Further, the second superseding indictment charges Hartley with fraudulently obtaining approximately $127,000 from his Thrift Savings Plan (TSP) by falsely claiming that he was not married, when in fact he was at all times married. Hartley thereby transferred the funds to himself personally, or to a bank account solely in his name, without the knowledge or consent of his wife. The indictment charges Hartley with wire fraud, mail fraud and false statements in connection with his scheme to defraud the thrift savings plan and his wife.
Finally, the second superseding indictment charges Hartley with fraud in connection with the filing of a lost wage claim with USAA Insurance following an automobile accident. Hartley falsely claimed that he had lost wages as a result of the automobile accident, when in fact Hartley was suspended without pay from his employment with the Department of Labor as a result of an ongoing criminal investigation. Hartley thereby collected approximately $50,000 in lost wage benefits to which he was not entitled. The indictment charges Hartley with five counts of wire fraud in connection with his fraudulent claim for lost wage benefits.
The charges against Hartley resulted from an investigation conducted by the Department of Labor, Office of Inspector General, Office of Special Investigations; the United States Army, Criminal Investigation Division; and the USAA Insurance Special Investigations Unit. Assistant United States Attorney Robert J. O’Hara is prosecuting the case.

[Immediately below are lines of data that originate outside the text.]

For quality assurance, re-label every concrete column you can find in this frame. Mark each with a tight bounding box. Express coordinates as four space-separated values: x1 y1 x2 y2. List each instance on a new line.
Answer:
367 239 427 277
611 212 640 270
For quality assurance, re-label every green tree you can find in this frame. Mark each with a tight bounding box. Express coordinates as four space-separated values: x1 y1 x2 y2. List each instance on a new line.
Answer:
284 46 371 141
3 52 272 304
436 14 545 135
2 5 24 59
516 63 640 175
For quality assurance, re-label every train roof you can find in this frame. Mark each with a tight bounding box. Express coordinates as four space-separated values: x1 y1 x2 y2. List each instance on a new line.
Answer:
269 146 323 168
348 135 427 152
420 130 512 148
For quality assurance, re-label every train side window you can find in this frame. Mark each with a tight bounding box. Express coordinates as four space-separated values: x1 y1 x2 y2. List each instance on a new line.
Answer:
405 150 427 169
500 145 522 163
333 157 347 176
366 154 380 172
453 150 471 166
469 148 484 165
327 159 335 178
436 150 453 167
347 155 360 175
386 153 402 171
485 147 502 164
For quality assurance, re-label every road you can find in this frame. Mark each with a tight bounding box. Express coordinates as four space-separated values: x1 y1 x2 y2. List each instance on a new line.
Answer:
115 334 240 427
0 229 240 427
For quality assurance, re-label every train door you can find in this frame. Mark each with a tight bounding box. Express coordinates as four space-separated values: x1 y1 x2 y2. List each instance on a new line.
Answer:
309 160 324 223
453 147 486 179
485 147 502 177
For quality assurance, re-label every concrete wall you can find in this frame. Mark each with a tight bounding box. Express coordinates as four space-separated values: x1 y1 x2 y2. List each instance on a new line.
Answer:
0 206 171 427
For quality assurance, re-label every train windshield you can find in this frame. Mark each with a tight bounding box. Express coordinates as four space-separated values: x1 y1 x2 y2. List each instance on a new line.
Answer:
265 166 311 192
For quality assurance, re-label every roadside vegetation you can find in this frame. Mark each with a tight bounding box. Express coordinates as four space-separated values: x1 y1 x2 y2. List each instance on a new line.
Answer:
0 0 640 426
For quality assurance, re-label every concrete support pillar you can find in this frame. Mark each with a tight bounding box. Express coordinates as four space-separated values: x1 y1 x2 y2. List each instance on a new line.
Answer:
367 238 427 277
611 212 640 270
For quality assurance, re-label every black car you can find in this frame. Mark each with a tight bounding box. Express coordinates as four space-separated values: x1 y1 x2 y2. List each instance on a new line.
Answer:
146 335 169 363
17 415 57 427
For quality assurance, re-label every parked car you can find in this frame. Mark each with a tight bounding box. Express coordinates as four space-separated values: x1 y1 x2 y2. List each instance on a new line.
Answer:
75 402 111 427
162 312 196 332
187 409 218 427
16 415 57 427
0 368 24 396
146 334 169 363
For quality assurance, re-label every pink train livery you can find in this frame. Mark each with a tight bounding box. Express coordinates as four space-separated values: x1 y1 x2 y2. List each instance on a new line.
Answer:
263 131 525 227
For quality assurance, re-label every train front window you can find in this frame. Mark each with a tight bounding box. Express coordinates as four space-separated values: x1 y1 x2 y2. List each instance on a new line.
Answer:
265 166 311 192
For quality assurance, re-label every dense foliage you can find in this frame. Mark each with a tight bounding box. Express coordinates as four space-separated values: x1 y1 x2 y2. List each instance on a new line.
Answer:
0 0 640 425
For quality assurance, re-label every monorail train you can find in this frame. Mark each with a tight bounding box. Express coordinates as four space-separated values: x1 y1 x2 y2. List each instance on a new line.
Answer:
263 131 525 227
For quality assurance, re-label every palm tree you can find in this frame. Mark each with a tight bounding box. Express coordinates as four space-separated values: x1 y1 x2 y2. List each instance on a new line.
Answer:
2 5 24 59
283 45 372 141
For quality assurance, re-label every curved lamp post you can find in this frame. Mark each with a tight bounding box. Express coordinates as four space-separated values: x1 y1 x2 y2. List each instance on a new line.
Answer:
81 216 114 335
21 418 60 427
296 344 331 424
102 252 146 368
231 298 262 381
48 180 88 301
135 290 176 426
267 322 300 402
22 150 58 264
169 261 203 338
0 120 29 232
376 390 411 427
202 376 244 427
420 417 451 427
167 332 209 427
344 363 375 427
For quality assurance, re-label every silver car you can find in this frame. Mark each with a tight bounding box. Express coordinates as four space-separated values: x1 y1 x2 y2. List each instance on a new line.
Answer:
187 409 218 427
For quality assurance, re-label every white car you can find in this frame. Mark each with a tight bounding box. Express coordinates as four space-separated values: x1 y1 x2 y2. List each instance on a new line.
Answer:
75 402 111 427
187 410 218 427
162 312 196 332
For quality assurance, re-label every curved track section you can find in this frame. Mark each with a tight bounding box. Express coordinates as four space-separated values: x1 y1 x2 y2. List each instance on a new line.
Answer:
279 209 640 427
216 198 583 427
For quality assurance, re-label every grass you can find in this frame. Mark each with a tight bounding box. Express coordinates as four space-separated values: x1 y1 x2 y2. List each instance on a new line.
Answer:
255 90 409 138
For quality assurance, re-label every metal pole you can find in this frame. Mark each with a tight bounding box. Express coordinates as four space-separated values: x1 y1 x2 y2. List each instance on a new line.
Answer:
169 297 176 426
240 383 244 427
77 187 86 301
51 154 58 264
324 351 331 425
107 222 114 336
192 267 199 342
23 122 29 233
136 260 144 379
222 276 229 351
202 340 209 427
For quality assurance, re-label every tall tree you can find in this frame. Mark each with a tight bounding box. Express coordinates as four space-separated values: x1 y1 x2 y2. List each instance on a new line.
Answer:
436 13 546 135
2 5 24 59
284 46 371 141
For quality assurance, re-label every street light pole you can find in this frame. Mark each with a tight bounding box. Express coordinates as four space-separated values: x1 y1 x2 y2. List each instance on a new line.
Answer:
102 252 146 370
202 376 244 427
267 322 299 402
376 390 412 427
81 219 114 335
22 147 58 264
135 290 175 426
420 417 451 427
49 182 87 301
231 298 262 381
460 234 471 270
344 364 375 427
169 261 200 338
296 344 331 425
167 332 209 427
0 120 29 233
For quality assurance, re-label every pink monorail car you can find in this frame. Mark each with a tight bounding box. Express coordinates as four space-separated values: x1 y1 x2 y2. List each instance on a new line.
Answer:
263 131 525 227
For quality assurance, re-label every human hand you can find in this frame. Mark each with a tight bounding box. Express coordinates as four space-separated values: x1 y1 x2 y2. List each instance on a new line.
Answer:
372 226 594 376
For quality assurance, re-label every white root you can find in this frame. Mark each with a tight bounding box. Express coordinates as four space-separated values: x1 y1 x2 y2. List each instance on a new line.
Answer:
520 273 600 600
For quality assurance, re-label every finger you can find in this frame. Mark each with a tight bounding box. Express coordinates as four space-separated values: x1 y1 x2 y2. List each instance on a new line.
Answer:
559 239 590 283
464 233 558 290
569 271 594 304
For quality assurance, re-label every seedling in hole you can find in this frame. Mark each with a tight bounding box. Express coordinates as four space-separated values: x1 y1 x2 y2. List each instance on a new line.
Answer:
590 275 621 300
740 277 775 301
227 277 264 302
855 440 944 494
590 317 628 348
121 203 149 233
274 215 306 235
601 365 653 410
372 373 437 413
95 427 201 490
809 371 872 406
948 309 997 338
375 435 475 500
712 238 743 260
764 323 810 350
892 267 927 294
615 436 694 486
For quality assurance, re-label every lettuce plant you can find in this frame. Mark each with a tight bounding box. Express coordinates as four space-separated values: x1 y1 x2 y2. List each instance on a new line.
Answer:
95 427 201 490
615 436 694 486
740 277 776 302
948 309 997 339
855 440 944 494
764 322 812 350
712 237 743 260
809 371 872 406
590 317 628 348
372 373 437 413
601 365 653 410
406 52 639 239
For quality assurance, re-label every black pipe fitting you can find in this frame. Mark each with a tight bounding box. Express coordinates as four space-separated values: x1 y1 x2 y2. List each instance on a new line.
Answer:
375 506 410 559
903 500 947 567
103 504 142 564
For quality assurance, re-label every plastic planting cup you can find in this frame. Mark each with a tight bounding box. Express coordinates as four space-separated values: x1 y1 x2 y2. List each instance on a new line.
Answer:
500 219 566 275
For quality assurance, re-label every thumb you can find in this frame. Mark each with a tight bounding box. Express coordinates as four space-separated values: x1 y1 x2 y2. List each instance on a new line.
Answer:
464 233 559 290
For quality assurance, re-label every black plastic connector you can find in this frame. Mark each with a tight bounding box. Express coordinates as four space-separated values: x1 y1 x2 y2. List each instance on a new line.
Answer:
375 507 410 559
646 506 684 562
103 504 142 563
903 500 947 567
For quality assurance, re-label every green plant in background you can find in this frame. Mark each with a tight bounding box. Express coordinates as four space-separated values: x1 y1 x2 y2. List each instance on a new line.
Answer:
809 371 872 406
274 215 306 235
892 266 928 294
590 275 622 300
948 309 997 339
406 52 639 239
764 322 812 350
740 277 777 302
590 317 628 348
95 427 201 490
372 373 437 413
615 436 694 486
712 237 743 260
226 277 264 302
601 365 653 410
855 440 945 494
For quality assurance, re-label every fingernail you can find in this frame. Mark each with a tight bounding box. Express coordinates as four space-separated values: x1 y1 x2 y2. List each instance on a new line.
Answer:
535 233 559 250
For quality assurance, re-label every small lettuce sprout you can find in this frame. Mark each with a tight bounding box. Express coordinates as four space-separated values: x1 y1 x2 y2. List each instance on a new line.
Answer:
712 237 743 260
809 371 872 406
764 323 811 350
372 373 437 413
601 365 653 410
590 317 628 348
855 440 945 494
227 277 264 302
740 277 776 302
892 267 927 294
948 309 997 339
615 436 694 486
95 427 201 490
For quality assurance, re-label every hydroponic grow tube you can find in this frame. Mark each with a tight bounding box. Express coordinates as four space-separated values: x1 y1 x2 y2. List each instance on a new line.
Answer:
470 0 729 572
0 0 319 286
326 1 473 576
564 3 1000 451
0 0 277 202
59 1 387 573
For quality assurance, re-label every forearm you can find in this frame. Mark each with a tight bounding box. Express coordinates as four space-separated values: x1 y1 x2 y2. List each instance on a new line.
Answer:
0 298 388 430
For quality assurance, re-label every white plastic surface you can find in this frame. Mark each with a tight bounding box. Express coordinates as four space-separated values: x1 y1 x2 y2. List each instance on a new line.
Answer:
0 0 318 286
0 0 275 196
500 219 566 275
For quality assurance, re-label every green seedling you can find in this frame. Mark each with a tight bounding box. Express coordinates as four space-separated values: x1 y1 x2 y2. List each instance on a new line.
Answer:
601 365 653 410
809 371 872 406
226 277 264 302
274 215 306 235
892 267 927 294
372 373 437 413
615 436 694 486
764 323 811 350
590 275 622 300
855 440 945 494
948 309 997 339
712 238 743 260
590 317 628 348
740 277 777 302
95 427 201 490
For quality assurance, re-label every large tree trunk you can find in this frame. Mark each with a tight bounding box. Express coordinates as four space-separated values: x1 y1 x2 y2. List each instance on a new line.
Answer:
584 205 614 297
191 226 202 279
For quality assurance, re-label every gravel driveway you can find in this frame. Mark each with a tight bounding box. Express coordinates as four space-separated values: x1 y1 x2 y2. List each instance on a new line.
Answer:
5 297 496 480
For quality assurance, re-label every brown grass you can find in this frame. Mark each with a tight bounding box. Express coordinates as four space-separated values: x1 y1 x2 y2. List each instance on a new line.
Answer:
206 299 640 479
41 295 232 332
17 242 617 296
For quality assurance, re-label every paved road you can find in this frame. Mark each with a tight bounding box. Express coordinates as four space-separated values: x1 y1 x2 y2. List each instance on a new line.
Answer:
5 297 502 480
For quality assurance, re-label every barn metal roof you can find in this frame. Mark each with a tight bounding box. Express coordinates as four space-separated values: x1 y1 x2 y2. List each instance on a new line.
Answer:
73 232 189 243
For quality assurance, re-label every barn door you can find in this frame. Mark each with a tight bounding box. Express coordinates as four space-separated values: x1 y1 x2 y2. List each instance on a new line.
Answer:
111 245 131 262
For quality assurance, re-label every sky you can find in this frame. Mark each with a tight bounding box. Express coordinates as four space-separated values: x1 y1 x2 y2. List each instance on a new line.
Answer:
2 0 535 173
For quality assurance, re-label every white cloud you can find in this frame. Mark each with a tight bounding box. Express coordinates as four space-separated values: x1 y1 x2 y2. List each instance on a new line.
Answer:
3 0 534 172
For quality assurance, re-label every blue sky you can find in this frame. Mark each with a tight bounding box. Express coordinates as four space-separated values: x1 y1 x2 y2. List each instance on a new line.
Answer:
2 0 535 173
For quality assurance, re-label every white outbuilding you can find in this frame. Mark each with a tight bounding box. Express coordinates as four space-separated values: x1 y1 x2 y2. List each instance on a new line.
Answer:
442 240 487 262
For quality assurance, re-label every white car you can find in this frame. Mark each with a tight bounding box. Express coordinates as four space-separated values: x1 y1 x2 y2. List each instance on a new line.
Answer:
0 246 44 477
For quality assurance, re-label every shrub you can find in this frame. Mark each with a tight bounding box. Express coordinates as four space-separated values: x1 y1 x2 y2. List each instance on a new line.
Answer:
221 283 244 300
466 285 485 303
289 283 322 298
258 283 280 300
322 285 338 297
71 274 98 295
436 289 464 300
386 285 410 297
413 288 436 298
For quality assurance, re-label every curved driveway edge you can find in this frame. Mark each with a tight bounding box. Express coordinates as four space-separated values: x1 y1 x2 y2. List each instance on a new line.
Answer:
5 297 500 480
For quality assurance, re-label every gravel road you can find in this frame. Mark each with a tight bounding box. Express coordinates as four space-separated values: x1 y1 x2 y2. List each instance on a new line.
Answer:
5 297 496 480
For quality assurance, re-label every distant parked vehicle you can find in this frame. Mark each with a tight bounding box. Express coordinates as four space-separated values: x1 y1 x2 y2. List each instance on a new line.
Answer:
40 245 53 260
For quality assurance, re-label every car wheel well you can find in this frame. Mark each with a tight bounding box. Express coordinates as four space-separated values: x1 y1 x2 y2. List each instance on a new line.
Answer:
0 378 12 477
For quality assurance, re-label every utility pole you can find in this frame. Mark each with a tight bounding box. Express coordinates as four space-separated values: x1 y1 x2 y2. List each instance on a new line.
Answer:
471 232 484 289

Under federal law, the charges of Wire Fraud and Mail Fraud carry up to a maximum sentence of twenty years in prison, a term of supervised release following imprisonment, and a fine. The charge of Theft of Government Funds carries a maximum sentence of ten years in prison, a term of supervised release following imprisonment, and a fine. The charge of False Statements carries a maximum penalty of five years in prison, a term of supervised release following imprisonment and a fine. A sentence following a finding of guilt is imposed by the Judge after consideration of the applicable federal sentencing statutes and the Federal Sentencing Guidelines.
Indictments and Criminal Informations are only allegations. All persons charged are presumed to be innocent unless and until found guilty in court.